If you are creating a sequence by typing it into a text editor, then the best format is probably fasta format. Simply start the entry with a title line. This title line starts with a > character followed by the ID name of the sequence then any other comments. Subsequent lines contain the sequence. Many sequence entries can follow each other in a single file.
If you are truely masochistic, you will have typed your sequence into a word-processor. Don't do it again! If you click on the 'File' button and then on 'Save As..' you should be able to save your sequence as 'Text'. If you are lucky, you now have a sequence in 'plain' format.
Changing the format
To convert the sequences in the file 'myfile.seq' into the format 'embl' in the new file 'myfile2.seq', run either:
seqret myfile.seq embl::myfile2.seq
or
seqret myfile.seq myfile2.seq -osf embl
('-osf' is an abbreviation for '-osformat')
These two commands are exactly equivalent.
Input sequence command-line qualifiers
There are other command-line qualifiers that change the behaviour of the sequence input.

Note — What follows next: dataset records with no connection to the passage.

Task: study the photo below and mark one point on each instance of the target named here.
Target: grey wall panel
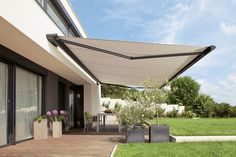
(51, 92)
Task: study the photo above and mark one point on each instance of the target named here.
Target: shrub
(161, 112)
(132, 114)
(107, 105)
(89, 117)
(189, 114)
(117, 107)
(149, 114)
(173, 113)
(232, 111)
(222, 110)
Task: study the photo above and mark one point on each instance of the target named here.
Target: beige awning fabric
(130, 63)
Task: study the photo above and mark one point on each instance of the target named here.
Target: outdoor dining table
(102, 116)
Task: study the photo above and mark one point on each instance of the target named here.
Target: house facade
(47, 62)
(36, 76)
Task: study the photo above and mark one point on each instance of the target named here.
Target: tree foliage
(204, 105)
(184, 90)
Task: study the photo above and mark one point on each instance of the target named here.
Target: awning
(130, 63)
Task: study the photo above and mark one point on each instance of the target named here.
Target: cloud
(227, 28)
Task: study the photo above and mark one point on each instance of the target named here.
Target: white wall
(23, 29)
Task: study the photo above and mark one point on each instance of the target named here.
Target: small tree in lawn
(152, 96)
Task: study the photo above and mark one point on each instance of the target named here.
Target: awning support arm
(53, 38)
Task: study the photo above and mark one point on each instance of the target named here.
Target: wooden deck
(73, 144)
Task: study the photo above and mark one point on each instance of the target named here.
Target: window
(56, 16)
(3, 103)
(28, 102)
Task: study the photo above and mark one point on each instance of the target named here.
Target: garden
(202, 117)
(193, 149)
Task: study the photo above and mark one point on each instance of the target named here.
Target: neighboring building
(41, 72)
(35, 76)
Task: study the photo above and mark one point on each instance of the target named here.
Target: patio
(73, 144)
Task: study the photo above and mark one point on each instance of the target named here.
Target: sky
(198, 22)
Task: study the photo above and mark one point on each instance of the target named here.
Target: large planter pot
(40, 129)
(135, 134)
(56, 129)
(159, 133)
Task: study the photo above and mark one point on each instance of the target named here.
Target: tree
(184, 90)
(204, 106)
(118, 92)
(222, 110)
(152, 96)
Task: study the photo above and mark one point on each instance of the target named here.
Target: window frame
(69, 27)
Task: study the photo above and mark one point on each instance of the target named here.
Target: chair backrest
(88, 118)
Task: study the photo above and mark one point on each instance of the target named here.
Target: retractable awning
(130, 63)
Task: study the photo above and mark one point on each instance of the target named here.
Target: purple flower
(55, 112)
(48, 113)
(62, 112)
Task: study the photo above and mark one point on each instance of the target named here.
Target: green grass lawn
(202, 126)
(194, 149)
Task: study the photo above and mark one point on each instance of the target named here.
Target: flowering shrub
(55, 116)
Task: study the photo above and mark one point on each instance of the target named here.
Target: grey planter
(135, 135)
(159, 133)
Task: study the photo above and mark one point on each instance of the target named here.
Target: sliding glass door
(71, 108)
(28, 102)
(3, 103)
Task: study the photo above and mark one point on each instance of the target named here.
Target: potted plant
(132, 117)
(56, 118)
(40, 128)
(88, 121)
(107, 106)
(152, 97)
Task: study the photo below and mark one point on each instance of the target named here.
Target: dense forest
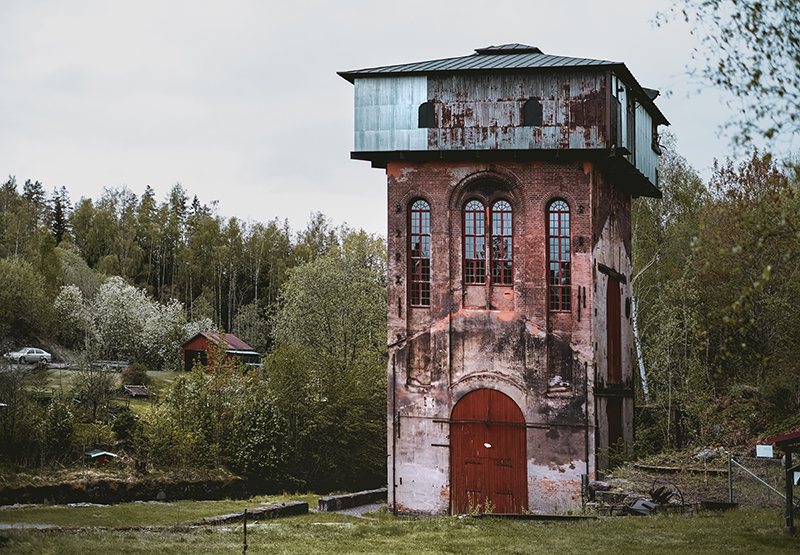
(129, 278)
(716, 270)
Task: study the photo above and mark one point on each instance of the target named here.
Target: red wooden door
(614, 332)
(488, 454)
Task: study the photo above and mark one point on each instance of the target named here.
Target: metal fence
(749, 481)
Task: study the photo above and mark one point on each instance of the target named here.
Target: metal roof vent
(509, 49)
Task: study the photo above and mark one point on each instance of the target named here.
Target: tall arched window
(558, 257)
(420, 253)
(502, 231)
(474, 242)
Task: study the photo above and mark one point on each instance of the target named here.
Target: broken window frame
(502, 218)
(474, 242)
(559, 279)
(419, 253)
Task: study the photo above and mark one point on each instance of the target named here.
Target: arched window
(532, 113)
(474, 242)
(419, 234)
(427, 115)
(502, 231)
(558, 257)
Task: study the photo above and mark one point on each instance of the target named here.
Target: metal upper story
(509, 101)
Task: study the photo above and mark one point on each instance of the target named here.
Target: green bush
(135, 374)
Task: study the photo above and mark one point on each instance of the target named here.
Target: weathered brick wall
(501, 337)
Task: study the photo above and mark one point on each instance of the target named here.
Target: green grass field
(323, 533)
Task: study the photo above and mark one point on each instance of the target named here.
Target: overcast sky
(240, 102)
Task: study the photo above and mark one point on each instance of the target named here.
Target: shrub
(135, 374)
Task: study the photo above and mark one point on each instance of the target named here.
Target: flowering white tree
(72, 316)
(121, 322)
(120, 313)
(164, 333)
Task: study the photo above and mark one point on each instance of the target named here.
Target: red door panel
(488, 463)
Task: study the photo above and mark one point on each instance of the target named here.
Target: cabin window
(502, 231)
(558, 256)
(419, 234)
(474, 242)
(532, 113)
(654, 138)
(427, 115)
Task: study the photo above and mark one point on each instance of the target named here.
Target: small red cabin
(197, 349)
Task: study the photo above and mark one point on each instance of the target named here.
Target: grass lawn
(733, 532)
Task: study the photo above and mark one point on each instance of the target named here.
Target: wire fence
(749, 492)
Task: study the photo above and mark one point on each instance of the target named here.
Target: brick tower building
(510, 177)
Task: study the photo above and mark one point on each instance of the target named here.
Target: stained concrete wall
(499, 337)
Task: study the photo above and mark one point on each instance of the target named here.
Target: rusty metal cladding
(500, 400)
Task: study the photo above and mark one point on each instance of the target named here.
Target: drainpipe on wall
(586, 405)
(394, 435)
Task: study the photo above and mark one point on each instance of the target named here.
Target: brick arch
(488, 467)
(487, 186)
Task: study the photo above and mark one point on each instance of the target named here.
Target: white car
(29, 355)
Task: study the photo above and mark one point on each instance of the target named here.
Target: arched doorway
(487, 454)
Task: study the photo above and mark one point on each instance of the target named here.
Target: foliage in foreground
(716, 275)
(739, 531)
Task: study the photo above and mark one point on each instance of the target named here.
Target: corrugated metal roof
(503, 57)
(233, 341)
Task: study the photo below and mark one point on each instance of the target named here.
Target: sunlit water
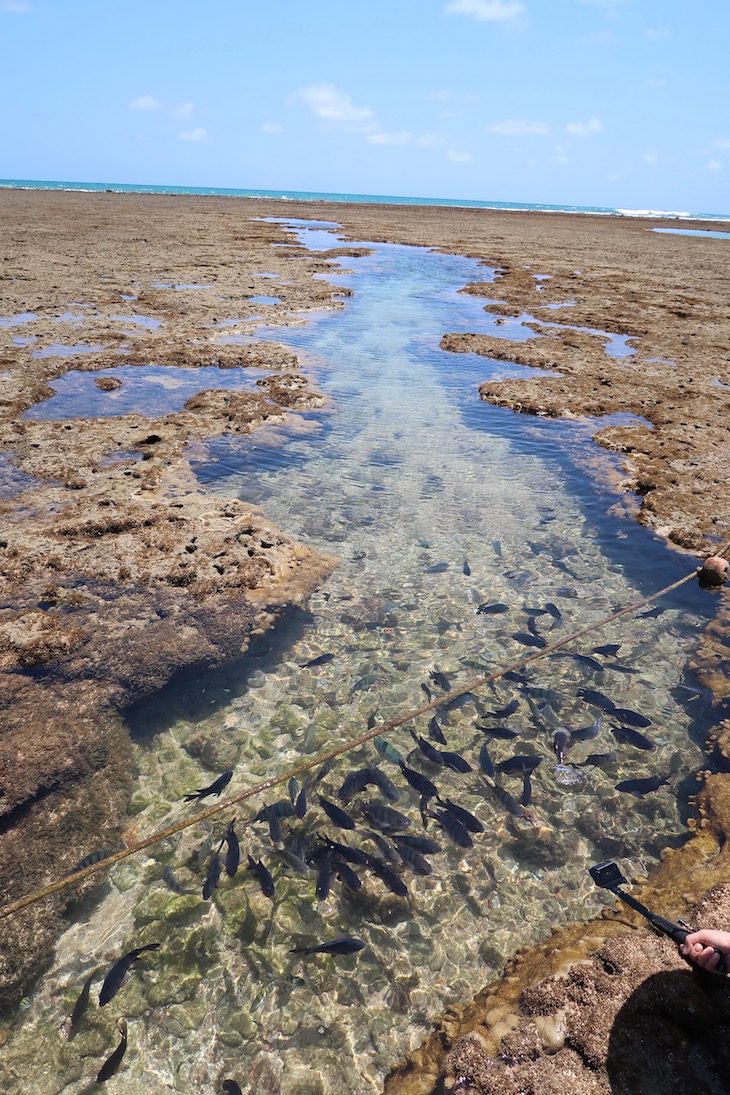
(435, 504)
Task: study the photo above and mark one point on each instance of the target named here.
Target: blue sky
(621, 103)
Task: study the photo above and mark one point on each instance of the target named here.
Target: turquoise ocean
(34, 184)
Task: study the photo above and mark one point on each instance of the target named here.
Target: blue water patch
(33, 184)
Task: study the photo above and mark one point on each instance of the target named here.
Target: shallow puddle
(152, 390)
(466, 539)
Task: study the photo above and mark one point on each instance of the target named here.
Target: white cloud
(328, 102)
(403, 137)
(584, 128)
(146, 103)
(488, 10)
(198, 134)
(519, 128)
(430, 140)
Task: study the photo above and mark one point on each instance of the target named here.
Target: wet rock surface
(104, 600)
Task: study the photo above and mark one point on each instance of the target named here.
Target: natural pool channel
(436, 504)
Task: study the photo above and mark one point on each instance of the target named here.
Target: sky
(616, 103)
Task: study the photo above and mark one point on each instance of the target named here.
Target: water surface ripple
(436, 504)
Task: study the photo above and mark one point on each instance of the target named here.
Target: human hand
(706, 947)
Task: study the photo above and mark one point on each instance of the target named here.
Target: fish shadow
(670, 1037)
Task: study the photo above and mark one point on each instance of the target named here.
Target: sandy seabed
(116, 574)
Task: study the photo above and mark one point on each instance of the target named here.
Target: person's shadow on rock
(672, 1037)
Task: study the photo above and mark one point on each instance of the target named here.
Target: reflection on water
(465, 540)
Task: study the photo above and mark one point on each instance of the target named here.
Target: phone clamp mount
(607, 876)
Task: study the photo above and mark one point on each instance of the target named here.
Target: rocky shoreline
(118, 573)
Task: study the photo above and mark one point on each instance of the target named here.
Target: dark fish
(599, 760)
(629, 737)
(639, 787)
(440, 680)
(336, 814)
(650, 613)
(384, 817)
(497, 732)
(466, 819)
(348, 877)
(560, 746)
(423, 844)
(322, 660)
(387, 876)
(345, 945)
(419, 782)
(118, 971)
(436, 733)
(521, 763)
(460, 701)
(232, 851)
(505, 712)
(486, 762)
(263, 875)
(387, 751)
(354, 783)
(384, 784)
(428, 750)
(345, 852)
(213, 788)
(584, 659)
(173, 884)
(630, 717)
(598, 699)
(455, 762)
(82, 1002)
(89, 861)
(212, 877)
(528, 640)
(584, 733)
(453, 828)
(324, 877)
(362, 683)
(113, 1062)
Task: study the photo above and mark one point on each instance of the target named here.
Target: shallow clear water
(435, 503)
(152, 390)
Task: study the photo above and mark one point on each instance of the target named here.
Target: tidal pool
(439, 507)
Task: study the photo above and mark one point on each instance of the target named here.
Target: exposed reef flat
(118, 573)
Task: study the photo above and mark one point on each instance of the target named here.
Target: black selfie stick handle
(665, 926)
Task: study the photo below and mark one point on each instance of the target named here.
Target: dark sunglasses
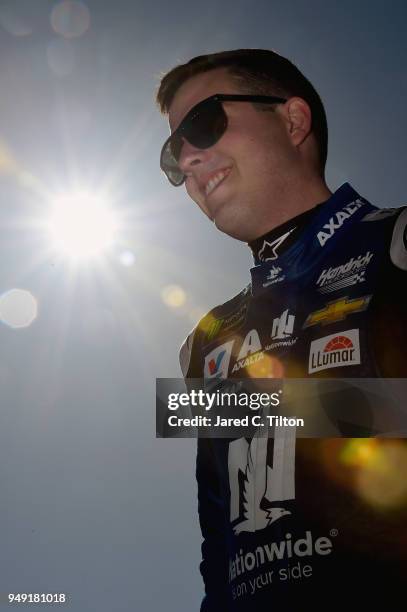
(202, 127)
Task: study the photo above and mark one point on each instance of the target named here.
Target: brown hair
(255, 71)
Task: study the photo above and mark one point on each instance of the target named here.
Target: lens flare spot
(382, 482)
(82, 225)
(18, 308)
(61, 57)
(266, 366)
(70, 19)
(359, 452)
(127, 258)
(173, 296)
(17, 17)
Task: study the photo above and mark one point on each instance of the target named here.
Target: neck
(295, 198)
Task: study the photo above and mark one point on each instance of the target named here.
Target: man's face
(240, 181)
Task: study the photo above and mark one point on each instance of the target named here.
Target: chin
(232, 226)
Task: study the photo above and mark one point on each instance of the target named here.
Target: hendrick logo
(336, 222)
(346, 275)
(334, 351)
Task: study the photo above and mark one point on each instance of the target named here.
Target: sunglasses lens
(202, 129)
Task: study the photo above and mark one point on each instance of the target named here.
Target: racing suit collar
(273, 244)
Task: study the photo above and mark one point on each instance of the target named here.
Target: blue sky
(92, 504)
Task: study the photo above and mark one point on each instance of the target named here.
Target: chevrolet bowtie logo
(337, 311)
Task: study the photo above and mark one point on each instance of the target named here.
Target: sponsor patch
(250, 352)
(334, 351)
(268, 251)
(217, 361)
(273, 276)
(282, 331)
(383, 213)
(345, 275)
(336, 222)
(337, 310)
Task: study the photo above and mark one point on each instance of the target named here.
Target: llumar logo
(334, 351)
(336, 222)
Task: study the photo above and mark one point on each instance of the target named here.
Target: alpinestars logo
(346, 275)
(268, 251)
(334, 351)
(382, 213)
(217, 361)
(336, 222)
(273, 276)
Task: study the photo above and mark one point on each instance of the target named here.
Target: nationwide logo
(233, 321)
(337, 311)
(273, 276)
(346, 275)
(336, 222)
(282, 331)
(217, 361)
(383, 213)
(268, 251)
(334, 351)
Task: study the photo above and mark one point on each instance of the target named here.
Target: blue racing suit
(286, 521)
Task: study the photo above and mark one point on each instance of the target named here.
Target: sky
(92, 504)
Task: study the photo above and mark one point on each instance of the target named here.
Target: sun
(82, 225)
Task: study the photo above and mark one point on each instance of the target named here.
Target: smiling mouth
(215, 181)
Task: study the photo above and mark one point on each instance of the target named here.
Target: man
(303, 522)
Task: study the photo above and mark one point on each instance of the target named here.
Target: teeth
(214, 181)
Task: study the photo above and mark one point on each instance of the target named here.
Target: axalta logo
(217, 361)
(345, 275)
(282, 331)
(337, 310)
(334, 351)
(250, 352)
(336, 222)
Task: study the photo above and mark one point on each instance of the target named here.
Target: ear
(299, 119)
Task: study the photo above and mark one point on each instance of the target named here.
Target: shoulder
(398, 245)
(391, 225)
(206, 329)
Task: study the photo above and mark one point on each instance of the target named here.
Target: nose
(191, 156)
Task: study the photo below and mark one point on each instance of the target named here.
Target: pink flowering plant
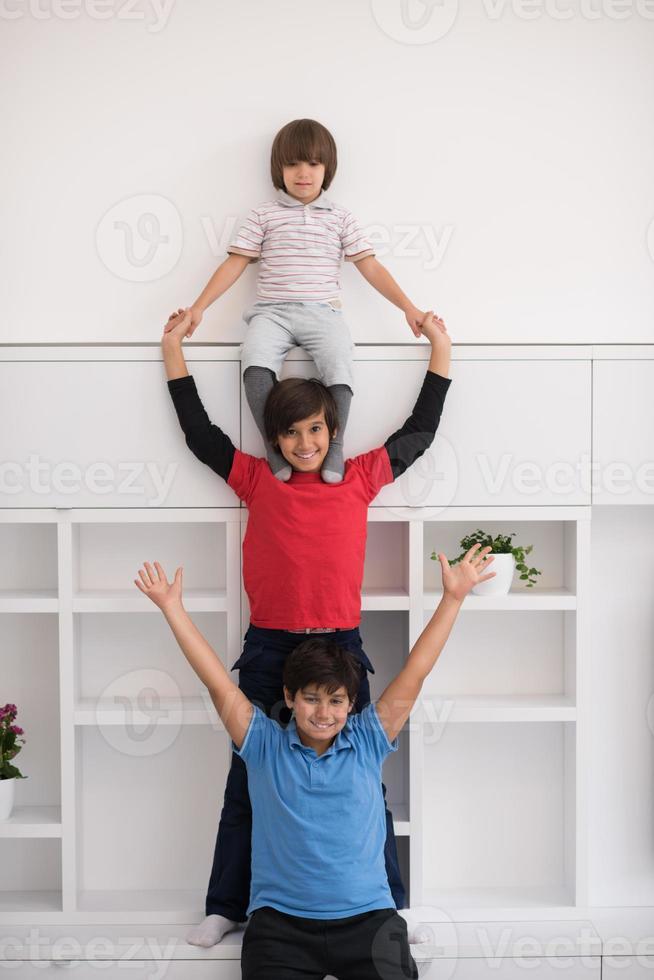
(11, 742)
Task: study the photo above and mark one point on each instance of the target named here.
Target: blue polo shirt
(318, 822)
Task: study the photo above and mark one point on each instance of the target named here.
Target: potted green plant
(508, 558)
(11, 742)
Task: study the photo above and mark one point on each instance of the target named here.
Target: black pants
(371, 946)
(261, 666)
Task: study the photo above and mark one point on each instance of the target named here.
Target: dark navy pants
(261, 667)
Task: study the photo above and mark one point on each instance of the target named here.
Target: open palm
(459, 579)
(154, 584)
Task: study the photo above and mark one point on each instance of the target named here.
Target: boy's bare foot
(211, 930)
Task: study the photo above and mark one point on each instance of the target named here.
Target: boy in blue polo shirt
(320, 901)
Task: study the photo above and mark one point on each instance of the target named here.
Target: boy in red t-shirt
(303, 557)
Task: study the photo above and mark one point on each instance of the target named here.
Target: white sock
(210, 931)
(418, 933)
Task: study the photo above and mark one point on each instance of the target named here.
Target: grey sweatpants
(318, 327)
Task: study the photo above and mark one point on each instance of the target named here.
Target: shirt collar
(320, 202)
(342, 740)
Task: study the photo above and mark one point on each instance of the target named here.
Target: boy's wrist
(171, 341)
(172, 608)
(452, 601)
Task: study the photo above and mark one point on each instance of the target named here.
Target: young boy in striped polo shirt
(303, 558)
(320, 902)
(300, 238)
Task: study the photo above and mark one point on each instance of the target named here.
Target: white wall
(520, 138)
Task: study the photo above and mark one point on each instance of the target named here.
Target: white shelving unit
(125, 755)
(130, 713)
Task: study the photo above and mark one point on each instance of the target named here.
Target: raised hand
(195, 318)
(154, 584)
(459, 579)
(178, 326)
(433, 327)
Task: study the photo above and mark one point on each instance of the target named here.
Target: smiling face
(304, 444)
(303, 179)
(319, 716)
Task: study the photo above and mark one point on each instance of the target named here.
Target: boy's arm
(231, 704)
(409, 442)
(223, 278)
(396, 703)
(378, 276)
(204, 439)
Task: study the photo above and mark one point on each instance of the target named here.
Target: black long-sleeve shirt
(213, 447)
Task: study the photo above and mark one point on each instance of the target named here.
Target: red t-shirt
(305, 542)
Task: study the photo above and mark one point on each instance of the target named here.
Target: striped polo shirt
(300, 247)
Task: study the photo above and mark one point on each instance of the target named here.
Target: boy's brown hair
(322, 662)
(302, 139)
(295, 399)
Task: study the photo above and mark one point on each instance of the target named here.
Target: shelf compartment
(29, 678)
(31, 875)
(107, 557)
(129, 668)
(386, 569)
(28, 567)
(503, 832)
(126, 785)
(531, 654)
(554, 553)
(32, 821)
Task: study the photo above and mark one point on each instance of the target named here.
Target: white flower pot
(504, 568)
(7, 787)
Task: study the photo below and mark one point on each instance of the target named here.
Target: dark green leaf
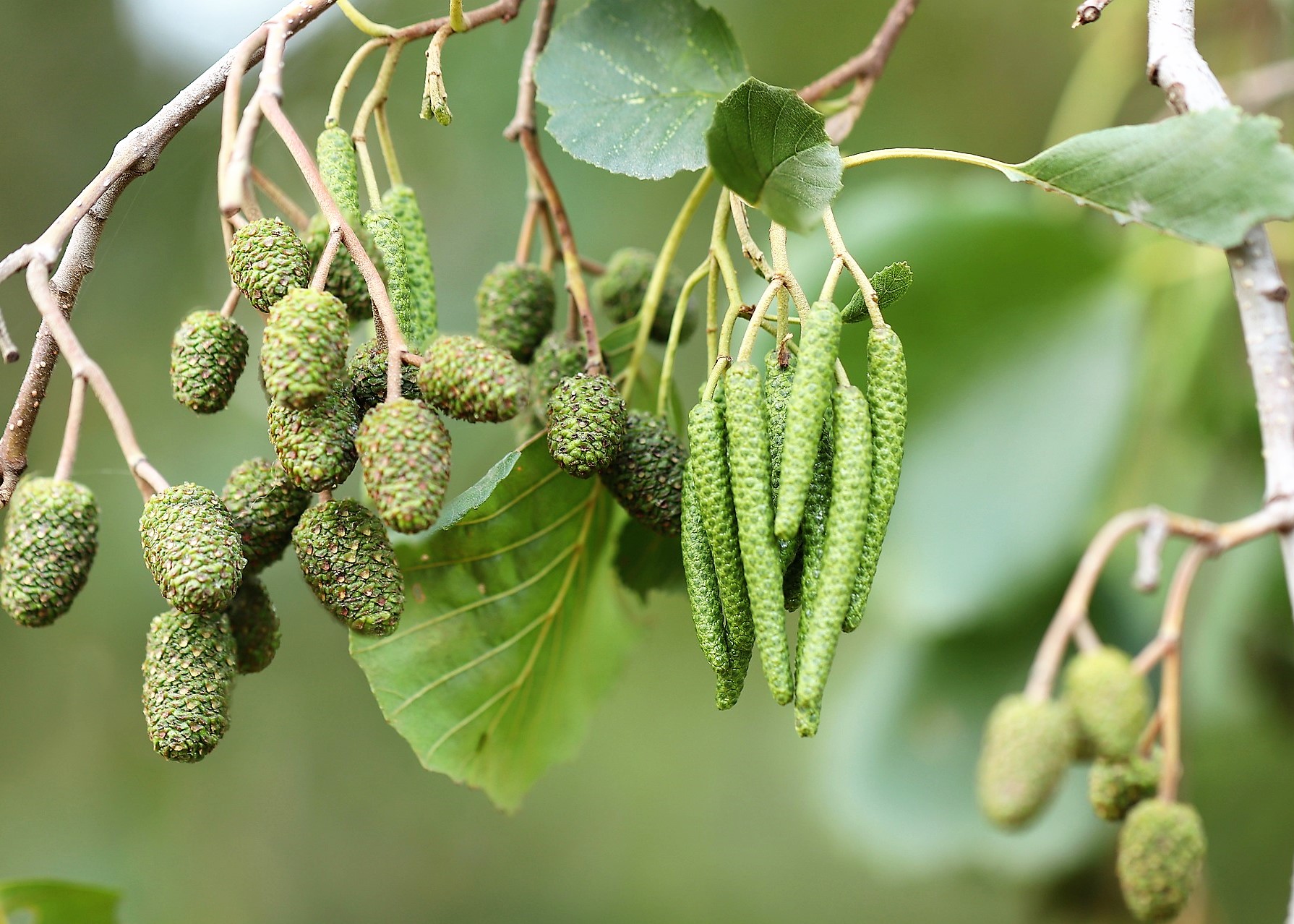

-sbegin integer first base used -send integer last base used, default=seq length -sreverse boolean reverse (if DNA) -sask boolean ask for begin/end/reverse -snucleotide boolean sequence is nucleotide -sprotein boolean sequence is protein -slower boolean make lower case -supper boolean make upper case -sformat string input sequence format -sopenfile string input filename -sdbname string database name -sid string entryname -ufo string UFO features -fformat string features format -fopenfile string features file name
Output sequence command-line qualifiers
There are other command-line qualifiers that change the behaviour of the sequence output.
-osformat string output sequence file format -osextension string file name extension -osname string base file name -osdirectory bool output sequence file directory -osdbname string database name to add -ossingle bool create a separate output file for each entry -oufo string feature file to create -offormat string features format -ofname string features file name -ofdirectory string features output directory
Future directions
More formats, both for input and for output, can be easily added, so suggestions are always welcome.